FATICA DOPO DUE GARE POSITIVE - "Altre volte siamo stati lì, a una partita dal cambiare le cose e ricadiamo. Lo devo risolvere assolutamente, insieme alla squadra e alla società. L'ambiente non deve rappresentare un alibi, anche se ne parlo con i calciatori.

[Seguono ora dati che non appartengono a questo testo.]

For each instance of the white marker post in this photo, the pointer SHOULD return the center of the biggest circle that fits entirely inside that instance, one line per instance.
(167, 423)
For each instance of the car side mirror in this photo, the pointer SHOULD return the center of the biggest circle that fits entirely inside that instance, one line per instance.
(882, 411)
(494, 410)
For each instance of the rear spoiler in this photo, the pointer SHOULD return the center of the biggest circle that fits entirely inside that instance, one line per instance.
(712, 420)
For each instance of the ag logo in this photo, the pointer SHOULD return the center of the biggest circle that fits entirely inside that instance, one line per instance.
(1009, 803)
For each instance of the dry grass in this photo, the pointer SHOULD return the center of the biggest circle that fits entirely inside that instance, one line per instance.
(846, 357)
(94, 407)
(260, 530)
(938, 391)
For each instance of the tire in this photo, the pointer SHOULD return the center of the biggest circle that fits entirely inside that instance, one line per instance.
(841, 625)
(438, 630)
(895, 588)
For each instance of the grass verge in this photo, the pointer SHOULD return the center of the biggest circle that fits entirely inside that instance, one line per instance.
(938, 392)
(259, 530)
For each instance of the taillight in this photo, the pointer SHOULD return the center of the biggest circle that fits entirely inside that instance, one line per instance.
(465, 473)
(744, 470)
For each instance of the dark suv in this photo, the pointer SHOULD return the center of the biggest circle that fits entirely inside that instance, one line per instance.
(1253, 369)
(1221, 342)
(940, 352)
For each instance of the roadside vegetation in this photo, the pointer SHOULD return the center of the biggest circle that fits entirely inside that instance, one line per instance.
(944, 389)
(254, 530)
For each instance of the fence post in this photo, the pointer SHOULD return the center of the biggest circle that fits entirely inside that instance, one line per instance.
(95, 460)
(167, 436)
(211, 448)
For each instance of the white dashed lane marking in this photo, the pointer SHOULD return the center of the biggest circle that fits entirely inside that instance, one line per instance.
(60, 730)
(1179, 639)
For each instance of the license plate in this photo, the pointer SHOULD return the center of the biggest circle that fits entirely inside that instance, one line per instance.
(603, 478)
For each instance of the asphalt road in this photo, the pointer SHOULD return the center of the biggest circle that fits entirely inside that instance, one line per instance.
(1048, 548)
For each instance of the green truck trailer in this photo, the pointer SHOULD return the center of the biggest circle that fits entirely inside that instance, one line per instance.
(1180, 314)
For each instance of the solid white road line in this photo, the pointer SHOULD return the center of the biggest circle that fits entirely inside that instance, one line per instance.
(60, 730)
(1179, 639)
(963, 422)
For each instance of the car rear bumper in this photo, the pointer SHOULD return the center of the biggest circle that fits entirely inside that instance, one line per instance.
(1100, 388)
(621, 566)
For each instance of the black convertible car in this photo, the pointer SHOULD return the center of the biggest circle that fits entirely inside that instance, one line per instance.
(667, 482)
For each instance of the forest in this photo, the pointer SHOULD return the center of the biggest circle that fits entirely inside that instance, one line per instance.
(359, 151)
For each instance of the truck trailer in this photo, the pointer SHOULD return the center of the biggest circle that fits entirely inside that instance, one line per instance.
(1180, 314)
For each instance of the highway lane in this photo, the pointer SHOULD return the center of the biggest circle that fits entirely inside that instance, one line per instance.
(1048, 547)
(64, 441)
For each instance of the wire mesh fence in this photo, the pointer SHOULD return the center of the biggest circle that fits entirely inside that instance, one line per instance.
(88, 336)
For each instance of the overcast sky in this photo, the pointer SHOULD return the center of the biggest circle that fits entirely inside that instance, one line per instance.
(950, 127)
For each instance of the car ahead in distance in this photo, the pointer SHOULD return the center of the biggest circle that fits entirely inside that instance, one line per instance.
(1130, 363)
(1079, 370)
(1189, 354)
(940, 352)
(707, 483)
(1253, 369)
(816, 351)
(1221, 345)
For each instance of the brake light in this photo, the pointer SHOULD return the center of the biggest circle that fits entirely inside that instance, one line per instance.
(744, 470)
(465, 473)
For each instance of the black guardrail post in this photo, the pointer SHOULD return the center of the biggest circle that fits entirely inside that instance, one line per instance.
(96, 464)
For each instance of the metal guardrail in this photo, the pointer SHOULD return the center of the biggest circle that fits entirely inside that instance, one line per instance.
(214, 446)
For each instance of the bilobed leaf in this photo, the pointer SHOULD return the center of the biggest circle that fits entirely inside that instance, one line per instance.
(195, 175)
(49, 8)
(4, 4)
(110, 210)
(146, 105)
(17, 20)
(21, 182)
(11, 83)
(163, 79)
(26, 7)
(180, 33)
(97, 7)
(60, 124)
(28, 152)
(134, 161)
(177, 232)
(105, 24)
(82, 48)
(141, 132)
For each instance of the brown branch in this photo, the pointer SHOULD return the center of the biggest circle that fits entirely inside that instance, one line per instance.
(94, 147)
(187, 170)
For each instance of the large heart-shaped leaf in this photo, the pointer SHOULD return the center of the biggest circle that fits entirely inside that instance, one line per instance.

Occorre un altro atteggiamento che oggi non c'è stato per fare la terza partita che può darti il cambio di marcia".
CONTINUI CALI - "Ci siamo trattenuti nello spogliatoio per toccare alcuni argomenti. Ci sono tante situazioni, la squadra patisce un po' la situazione ma non è un alibi e deve responsabilizzarci ulteriormente. Non è stata una prestazione all'altezza di ciò che volevamo, poi dopo il gol sono venute fuori le fragilità per le quali dobbiamo trovare la chiave".
PREOCCUPAZIONE - "Il Toro pensava a un campionato diverso, siamo in una situazione che non ci piace. Ho molta più esperienza nel lottare per la salvezza, dobbiamo mettere la testa lì dentro con attenzione e unità. Sono il responsabile, ma sono anche quello che vuole trovare le soluzioni".
NUOVO RITIRO? - "No, non ne abbiamo parlato: prenderemo tutto in considerazione, il desiderio è quello di trovare altre prestazioni per uscire dalle difficoltà. I tifosi? È comprensibile".
ANCORA SULLA FIDUCIA DEL CLUB - "Sì. Abbiamo parlato, sia con il direttore sia con i ragazzi. Sono cosciente della situazione: in primis mi sento responsabile della classifica, ma ho sempre lottato: sono convinto di venirne a capo".
IN SPOGLIATOIO CON LA SQUADRA - "C'era rammarico, dispiacere e sconforto. In queste situazioni o abbassi la testa e scappi, oppure la alzi e affronti le difficoltà".